During that time, Boyle urged the Palestinians to reject the proposal that eventually became the Oslo Accords. He warned: "They are offer­ing you a Bantustan. As you know, the Israelis had very close relations with the Afrikaner Apartheid regime in South Africa. It appears they have studied the Bantustan system quite closely. So it is a Bantustan that they are offering you." A decade after Boyle's analysis, protesters around the world began making the same Israel-South Africa comparison. "Israel is an Apartheid State" has become a mantra for Palestinian sym­pathizers worldwide.
Boyle's sharp analytical mind produced this indictment of Israel's scofflaw conduct: "There are 149 substantive articles of the Fourth Geneva Convention that protect the rights of almost every one of these Palestinians living in occupied Palestine. The Israeli government is cur­rently violating, and has been since 1967, almost each and every one of these."82 He is equally critical of the United States' role as peace broker in the region: "It can be fairly said that U.S. Middle East policy has not shown one iota of respect for international law."

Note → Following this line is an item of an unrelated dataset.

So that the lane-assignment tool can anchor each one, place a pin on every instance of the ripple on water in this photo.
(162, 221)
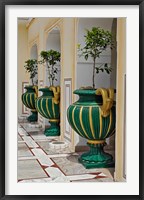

Boyle has maintained these positions for thirty years. He noted with dismay the tendency to stifle Middle East debate in academic and other realms: "I have been accused of being everything but a child molester because of my public support for the Palestinian people. I have seen every known principle of academic integrity and academic freedom vio­lated in order to suppress the basic rights of the Palestinian people. In fact, there is no such thing as academic integrity and academic freedom in the United States when it comes to asserting the rights of the Pales­tinian people under international law."